Having examined and discounted the Facebook accounts of another six Amanda Whites, Robin yawned, stretched and decided she was owed a break. Setting her laptop down on a side table, she swung her legs carefully off the sofa so as not to disturb Wolfgang, and crossed the open-plan area that combined kitchen, dining and living rooms, to make herself one of the low-calorie hot chocolates she was trying to convince herself was a treat, because she was still, in the middle of this long, sedentary stretch of surveillance, trying to keep an eye on her waistline.

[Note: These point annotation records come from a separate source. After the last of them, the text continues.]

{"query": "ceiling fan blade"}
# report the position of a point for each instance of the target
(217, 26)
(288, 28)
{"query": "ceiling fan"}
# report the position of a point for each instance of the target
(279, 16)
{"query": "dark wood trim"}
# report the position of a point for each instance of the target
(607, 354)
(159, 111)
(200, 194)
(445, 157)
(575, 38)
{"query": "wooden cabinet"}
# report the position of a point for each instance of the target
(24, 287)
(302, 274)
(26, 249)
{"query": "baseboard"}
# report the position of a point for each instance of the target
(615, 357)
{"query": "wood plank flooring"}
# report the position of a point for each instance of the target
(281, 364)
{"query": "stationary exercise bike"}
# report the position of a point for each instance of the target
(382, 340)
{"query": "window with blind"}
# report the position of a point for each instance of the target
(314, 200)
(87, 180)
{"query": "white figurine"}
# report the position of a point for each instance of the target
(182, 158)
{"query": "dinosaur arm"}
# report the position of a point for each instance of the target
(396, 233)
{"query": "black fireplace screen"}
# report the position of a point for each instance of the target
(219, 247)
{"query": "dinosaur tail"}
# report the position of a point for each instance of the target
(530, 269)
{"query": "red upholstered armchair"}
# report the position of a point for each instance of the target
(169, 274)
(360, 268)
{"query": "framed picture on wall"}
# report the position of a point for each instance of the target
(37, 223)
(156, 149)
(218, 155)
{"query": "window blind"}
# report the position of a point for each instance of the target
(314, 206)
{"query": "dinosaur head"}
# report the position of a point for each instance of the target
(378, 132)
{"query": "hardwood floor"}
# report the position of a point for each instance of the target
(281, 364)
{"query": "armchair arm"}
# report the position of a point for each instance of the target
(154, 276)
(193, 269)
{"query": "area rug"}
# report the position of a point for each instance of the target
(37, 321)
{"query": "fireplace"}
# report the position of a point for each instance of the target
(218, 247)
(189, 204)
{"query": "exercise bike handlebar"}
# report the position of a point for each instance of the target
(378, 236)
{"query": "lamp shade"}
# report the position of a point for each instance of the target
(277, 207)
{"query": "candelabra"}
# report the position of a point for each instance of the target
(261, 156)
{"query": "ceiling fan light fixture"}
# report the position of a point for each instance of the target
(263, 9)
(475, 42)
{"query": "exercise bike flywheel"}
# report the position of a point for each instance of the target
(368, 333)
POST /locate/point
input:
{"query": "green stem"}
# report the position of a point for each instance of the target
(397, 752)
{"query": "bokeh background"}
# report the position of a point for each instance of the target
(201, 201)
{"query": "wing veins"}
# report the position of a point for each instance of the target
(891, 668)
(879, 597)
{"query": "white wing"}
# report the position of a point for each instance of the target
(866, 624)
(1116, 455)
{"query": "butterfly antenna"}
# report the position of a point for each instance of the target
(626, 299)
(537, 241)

As she stirred the unappetizing powder into boiling water, a whiff of tuberose mingled with the scent of synthetic caramel. In spite of her bath, Fracas still lingered in her hair and on her pajama. This perfume, she’d finally decided, had been a costly mistake. Living in a dense cloud of tuberose made her feel not only perpetually on the verge of a headache, but also as though she were wearing fur and pearls in broad daylight.

Troubled Blood
Part Three - 15

Wintry specks of rain were dotting the window behind the dining table. Wolfgang was fast asleep again. Robin couldn’t face perusing the social media accounts of another fifty Amanda Whites tonight. As she picked up The Demon of Paradise Park, she hesitated. She’d made a rule for herself (because it had been a long, hard journey to reach the place where she was now, and she didn’t want to lose her current good state of mental health) not to read this book after dark, or right before bed. After all, the information it contained could be found summarized online: there was no need to hear in his own words what Creed had done to each of the women he’d tortured and killed.

Nevertheless, she picked up her hot chocolate, opened the book to the page she had marked with a Tesco receipt, and began to read at the point she’d left off three days previously.

Convinced that Bamborough had fallen victim to the serial killer now dubbed the Essex Butcher, Talbot made enemies among his colleagues with what they felt was his obsessive focus on one theory.